Field-effect transistor made of individual V2O5 nanofibers

Abstract

A field-effect transistor (FET) with a channel length of $\text{∼100\hspace{0.05em}}\mathrm{nm}$ was constructed from a small number of individual ${\mathrm{V}}_{\mathrm{2}}{\mathrm{O}}_{\mathrm{5}}$ fibers of the cross section $\text{1.5\hspace{0.05em}}\mathrm{nm\times 10 nm}.$ At low temperature, the conductance increases as the gate voltage is changed from negative to positive values, characteristic of a FET with $n$ -type enhancement mode.
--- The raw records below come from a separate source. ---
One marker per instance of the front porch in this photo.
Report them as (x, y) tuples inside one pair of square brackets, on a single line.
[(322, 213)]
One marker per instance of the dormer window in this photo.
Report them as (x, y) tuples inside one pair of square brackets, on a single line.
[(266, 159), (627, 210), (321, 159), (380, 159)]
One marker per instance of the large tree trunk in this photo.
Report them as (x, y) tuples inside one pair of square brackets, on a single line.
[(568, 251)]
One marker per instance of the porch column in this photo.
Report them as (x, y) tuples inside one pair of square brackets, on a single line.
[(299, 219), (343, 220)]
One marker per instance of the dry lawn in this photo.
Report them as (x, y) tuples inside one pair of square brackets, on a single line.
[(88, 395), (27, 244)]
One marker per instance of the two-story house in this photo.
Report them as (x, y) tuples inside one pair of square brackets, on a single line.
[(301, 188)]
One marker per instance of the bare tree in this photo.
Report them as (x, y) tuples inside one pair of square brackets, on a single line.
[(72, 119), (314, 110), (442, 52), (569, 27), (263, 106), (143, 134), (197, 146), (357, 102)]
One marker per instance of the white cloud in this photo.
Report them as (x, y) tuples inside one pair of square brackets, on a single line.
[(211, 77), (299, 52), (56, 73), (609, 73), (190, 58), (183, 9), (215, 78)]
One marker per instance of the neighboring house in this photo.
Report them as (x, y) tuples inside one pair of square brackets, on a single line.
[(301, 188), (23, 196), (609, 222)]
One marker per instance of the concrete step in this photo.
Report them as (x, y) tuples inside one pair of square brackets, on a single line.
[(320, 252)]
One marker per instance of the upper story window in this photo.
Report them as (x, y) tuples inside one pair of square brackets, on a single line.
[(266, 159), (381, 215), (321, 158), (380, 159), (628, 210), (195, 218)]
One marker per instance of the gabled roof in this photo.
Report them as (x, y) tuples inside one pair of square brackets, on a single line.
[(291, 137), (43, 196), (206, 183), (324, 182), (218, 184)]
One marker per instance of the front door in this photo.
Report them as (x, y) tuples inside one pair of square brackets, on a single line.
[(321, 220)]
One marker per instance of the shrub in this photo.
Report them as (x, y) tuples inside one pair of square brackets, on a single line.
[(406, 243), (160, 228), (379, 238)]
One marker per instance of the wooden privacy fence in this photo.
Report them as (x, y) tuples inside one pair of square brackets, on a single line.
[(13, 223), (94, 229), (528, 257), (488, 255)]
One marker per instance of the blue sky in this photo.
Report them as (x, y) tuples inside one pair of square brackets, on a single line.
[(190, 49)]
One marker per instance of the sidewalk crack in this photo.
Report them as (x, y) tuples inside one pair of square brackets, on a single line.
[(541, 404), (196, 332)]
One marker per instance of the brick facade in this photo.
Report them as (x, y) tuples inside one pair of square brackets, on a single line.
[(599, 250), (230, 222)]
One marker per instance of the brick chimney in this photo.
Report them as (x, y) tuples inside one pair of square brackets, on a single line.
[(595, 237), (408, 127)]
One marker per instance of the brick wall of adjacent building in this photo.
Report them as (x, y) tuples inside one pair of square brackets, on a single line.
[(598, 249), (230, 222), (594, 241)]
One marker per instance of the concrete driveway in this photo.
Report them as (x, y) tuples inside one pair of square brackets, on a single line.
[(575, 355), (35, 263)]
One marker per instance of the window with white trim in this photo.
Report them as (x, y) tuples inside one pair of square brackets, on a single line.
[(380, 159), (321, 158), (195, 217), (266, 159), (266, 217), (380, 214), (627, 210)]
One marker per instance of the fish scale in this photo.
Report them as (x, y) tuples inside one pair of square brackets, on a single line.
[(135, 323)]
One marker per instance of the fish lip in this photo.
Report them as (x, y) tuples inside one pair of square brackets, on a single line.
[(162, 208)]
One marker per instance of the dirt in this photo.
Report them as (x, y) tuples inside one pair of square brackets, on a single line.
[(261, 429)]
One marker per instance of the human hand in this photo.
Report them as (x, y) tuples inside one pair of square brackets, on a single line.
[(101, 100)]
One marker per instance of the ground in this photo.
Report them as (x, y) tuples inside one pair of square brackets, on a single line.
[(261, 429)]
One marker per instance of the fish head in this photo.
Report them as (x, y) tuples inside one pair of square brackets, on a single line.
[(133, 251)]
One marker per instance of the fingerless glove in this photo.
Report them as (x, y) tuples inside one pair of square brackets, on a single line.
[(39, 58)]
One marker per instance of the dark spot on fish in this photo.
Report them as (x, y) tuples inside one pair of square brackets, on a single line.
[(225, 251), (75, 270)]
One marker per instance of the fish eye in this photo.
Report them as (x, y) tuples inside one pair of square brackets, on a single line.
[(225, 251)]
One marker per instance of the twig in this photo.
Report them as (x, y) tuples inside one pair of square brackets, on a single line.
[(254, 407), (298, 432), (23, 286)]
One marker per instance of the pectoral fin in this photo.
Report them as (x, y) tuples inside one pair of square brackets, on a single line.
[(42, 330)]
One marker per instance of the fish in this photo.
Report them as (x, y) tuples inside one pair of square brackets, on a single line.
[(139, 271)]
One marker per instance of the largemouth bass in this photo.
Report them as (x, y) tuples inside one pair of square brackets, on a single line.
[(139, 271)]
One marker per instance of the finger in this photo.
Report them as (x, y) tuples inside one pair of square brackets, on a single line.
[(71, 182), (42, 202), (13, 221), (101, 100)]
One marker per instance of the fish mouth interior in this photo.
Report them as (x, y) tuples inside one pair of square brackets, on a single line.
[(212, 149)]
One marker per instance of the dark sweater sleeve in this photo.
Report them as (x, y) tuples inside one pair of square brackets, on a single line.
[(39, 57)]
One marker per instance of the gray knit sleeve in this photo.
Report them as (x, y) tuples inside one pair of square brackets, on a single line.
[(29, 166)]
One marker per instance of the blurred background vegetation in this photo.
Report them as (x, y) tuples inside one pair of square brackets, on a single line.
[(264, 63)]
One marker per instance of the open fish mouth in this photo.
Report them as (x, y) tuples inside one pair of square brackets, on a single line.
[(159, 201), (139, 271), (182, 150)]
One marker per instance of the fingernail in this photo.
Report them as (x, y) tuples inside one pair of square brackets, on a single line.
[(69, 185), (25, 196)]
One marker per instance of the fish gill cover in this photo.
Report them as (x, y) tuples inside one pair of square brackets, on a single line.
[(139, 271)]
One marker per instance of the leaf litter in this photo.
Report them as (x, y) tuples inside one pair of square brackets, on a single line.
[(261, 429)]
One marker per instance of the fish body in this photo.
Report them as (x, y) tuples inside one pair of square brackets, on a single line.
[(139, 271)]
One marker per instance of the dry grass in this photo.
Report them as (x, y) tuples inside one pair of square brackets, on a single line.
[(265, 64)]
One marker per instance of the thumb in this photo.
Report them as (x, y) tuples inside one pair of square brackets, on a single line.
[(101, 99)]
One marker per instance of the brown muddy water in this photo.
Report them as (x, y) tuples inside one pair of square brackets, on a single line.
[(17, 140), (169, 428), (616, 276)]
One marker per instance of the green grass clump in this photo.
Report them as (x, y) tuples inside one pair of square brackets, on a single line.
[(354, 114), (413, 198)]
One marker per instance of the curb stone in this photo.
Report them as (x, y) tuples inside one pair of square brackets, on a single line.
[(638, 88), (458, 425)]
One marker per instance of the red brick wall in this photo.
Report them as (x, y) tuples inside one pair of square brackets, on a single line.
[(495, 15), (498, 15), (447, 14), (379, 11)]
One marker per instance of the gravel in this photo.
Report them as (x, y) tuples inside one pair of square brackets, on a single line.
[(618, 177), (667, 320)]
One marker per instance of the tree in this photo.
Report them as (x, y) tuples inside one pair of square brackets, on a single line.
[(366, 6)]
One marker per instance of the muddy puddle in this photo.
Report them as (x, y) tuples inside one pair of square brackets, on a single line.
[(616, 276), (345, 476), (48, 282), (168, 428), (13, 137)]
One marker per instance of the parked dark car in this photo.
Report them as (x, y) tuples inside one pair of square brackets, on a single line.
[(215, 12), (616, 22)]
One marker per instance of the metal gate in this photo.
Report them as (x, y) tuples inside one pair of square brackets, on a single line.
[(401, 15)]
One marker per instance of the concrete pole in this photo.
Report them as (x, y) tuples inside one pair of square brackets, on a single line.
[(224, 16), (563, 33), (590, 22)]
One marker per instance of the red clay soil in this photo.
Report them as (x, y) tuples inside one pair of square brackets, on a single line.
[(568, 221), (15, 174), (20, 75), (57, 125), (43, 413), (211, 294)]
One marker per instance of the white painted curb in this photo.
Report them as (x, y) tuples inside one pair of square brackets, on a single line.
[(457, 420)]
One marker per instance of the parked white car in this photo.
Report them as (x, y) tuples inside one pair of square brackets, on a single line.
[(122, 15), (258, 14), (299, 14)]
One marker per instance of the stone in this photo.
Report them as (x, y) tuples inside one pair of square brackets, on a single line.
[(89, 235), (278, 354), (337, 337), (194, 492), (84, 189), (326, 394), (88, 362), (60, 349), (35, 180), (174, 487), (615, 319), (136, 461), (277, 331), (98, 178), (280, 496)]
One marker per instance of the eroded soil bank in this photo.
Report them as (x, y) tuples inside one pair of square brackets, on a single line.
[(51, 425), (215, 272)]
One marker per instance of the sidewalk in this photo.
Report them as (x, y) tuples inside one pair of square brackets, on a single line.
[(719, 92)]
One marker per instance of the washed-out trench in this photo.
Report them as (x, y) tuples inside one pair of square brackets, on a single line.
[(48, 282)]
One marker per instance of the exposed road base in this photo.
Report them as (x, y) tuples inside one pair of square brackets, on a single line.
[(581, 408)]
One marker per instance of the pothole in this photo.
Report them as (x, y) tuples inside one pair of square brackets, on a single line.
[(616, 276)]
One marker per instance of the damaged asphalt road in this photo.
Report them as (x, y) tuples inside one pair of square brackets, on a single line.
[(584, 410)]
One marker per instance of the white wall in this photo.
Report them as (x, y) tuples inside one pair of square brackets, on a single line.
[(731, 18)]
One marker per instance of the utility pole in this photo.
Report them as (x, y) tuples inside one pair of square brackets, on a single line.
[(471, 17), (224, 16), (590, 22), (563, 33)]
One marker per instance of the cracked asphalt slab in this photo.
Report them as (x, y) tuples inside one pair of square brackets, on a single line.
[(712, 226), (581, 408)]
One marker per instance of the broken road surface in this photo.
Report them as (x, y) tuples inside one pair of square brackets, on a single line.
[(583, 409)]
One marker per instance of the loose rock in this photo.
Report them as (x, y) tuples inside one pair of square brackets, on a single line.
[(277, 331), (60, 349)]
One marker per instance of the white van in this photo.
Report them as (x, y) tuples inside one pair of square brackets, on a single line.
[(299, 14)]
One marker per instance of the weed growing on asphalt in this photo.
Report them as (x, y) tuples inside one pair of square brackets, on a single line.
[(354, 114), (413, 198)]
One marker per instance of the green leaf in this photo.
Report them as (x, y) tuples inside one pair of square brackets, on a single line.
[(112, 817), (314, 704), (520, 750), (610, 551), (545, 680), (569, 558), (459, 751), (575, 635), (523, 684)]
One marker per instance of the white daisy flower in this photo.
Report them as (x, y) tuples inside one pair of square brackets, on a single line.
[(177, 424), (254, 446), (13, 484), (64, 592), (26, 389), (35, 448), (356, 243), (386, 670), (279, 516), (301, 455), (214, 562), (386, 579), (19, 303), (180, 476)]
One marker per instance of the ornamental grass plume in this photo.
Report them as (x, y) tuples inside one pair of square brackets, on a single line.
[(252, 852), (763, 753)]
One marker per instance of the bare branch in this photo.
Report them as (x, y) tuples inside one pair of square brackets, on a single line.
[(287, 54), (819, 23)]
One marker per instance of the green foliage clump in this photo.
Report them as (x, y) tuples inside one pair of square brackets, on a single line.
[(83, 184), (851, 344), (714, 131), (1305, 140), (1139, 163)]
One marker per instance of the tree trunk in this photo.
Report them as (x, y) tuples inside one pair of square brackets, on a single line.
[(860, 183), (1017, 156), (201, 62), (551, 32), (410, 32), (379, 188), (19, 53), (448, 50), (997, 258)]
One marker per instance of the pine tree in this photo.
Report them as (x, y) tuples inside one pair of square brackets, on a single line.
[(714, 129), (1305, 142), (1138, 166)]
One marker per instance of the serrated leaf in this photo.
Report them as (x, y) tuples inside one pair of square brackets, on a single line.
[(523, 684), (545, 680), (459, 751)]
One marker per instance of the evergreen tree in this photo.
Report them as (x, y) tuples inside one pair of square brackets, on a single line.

The carrier mobility, estimated from the low-field regime, is found to increase from ${\text{7.7×10}}^{\text{−5}} {\mathrm{cm}}^{\mathrm{2}}\mathrm{/V s}$ at $\text{T=131\hspace{0.05em}}\mathrm{K}$ to ${\text{9.6×10}}^{\text{−3}} {\mathrm{cm}}^{\mathrm{2}}\mathrm{/V s}$ at $\text{T=192\hspace{0.05em}}\mathrm{K}$ with an activation energy of $E_a\text{=0.18\hspace{0.05em}}\mathrm{eV}.$ The nonohmic current/voltage dependence at high electric fields was analyzed in the frame of small polaron hopping conduction, yielding a nearest-neighbor hopping distance of $\text{∼4\hspace{0.05em}}\mathrm{nm}.$